Tim Smith-Laing at Literary Review:
They might seem an incongruous pair at first, but historically speaking Hieronymus Bosch and Pieter Bruegel the Elder are a natural duo for comparative study. When Bruegel entered the painters’ guild of Antwerp in 1551, Bosch, who had died in 1516, was still the most famous and imitated artist of the age. Antwerp, the centre of European art production at the time, was home to a whole mini-industry of Bosch imitation and forgery, and Bruegel himself cashed in on the continuing demand for his predecessor’s characteristic style. Look at the Boschian pastiches of his ‘Seven Deadly Sins’ series (1558) or 1557’s Big Fish Eat Little Fish, printed with the misleading inscription ‘Hieronymus Bos inventor’, and you can see why a contemporary dubbed Bruegel a ‘second Hieronymus’.
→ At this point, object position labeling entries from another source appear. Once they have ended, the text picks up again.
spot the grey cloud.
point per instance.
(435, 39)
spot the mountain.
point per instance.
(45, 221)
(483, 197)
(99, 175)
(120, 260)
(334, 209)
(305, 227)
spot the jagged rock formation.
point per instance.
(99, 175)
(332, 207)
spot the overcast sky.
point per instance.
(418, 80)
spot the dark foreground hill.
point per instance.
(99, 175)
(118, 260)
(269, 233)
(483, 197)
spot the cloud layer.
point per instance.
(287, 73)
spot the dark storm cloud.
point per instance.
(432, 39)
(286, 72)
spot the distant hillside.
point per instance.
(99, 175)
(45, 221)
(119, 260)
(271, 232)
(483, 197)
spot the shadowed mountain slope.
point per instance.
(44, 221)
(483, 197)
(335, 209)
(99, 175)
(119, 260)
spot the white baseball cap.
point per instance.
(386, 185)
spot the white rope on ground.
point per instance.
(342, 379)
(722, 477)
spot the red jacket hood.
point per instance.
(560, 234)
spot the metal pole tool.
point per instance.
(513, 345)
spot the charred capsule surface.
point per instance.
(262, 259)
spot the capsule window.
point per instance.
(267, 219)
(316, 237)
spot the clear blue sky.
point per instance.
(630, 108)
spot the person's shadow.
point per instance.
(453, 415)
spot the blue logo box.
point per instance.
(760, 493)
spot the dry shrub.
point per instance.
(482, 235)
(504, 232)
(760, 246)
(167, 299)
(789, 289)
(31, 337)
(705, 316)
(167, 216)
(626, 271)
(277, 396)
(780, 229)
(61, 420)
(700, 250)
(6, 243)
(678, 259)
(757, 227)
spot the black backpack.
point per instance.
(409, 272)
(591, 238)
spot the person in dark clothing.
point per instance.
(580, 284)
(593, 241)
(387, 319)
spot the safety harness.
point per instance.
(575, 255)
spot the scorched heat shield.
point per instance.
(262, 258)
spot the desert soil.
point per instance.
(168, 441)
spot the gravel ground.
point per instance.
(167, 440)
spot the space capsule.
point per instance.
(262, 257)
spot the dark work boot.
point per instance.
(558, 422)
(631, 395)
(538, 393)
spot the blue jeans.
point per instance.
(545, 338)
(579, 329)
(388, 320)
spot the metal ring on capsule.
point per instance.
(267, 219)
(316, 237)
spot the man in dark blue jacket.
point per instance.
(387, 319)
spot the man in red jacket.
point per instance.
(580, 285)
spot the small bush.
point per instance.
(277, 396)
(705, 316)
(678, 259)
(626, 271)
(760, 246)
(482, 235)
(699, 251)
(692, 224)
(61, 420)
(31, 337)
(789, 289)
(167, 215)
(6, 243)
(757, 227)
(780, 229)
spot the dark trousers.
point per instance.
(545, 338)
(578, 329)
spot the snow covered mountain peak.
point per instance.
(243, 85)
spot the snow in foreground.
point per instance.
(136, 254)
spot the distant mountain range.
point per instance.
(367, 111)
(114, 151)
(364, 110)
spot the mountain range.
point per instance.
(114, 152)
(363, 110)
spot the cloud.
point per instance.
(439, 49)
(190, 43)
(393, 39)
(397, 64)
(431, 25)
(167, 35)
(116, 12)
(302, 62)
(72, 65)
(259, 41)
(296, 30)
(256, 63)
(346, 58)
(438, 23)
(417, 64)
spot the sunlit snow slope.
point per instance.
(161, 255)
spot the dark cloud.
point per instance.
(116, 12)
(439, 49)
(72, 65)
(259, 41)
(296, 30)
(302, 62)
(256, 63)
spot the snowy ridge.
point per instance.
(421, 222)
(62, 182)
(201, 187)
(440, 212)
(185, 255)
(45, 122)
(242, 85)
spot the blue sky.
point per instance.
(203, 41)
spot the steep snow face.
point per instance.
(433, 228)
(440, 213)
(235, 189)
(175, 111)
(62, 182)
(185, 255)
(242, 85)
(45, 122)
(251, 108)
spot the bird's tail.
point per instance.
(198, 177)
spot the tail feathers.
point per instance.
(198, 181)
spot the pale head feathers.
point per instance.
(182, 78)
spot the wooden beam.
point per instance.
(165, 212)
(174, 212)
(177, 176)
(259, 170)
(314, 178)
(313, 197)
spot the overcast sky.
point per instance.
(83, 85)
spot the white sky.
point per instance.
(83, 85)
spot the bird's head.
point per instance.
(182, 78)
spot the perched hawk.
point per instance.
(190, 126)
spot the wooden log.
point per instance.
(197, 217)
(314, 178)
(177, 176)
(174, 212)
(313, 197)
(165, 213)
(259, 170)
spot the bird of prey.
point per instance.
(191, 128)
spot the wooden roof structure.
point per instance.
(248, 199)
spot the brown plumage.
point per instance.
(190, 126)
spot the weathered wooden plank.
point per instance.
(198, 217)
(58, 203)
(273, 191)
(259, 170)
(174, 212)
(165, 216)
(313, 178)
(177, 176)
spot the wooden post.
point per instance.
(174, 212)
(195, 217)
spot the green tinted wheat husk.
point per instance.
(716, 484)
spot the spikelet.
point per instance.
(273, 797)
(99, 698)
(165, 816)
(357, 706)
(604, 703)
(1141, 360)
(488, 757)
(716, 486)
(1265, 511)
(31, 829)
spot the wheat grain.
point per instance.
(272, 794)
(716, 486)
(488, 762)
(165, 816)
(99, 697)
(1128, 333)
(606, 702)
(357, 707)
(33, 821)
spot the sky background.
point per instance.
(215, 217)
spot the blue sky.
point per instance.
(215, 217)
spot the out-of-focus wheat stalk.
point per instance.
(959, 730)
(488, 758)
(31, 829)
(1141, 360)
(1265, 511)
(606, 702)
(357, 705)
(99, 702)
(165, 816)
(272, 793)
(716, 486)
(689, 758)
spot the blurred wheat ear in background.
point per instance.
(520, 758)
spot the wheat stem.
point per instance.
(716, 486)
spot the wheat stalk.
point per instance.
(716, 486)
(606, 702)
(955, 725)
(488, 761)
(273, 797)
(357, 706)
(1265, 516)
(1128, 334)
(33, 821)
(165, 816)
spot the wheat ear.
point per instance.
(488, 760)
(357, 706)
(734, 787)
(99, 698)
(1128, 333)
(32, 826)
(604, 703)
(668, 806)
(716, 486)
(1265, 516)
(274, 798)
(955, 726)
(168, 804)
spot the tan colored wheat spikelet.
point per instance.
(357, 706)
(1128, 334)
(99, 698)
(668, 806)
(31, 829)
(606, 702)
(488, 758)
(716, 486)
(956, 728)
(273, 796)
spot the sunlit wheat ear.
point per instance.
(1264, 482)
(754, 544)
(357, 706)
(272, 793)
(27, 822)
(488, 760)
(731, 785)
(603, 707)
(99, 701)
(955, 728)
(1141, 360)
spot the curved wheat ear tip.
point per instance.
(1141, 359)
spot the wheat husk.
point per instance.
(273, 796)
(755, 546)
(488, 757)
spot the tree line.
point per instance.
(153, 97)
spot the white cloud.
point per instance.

Imitation is not the same as kinship, though, as Koerner is quick to note in this rich and illuminating study of the two painters. Bruegel’s mature style, clear-eyed, intent on the human, temporal and mundane, is a world away from Bosch’s fantasias of the demonic, eternal and infernal. And more fundamentally still, Koerner argues, they belong to two different ages of art history and represent two distinctive conceptions of what art was for. Bosch was a devotional Catholic painter (despite what Koerner pithily calls the ‘rich body of delusional scholarship’ striving to make him a heretic or madman), and he belonged to an age in which artistic ‘subservience to the sacred’ was the norm. Bruegel marks the ‘watershed’ at which European painting ‘emancipated itself’ from that subservience – thanks in no small part to the démarches he himself made. Retrospectively at least, his ‘genre’ scenes of everyday life, his prints and his landscapes seem instrumental in art’s successive migrations from the church to the palace, then to the home and eventually to the museum.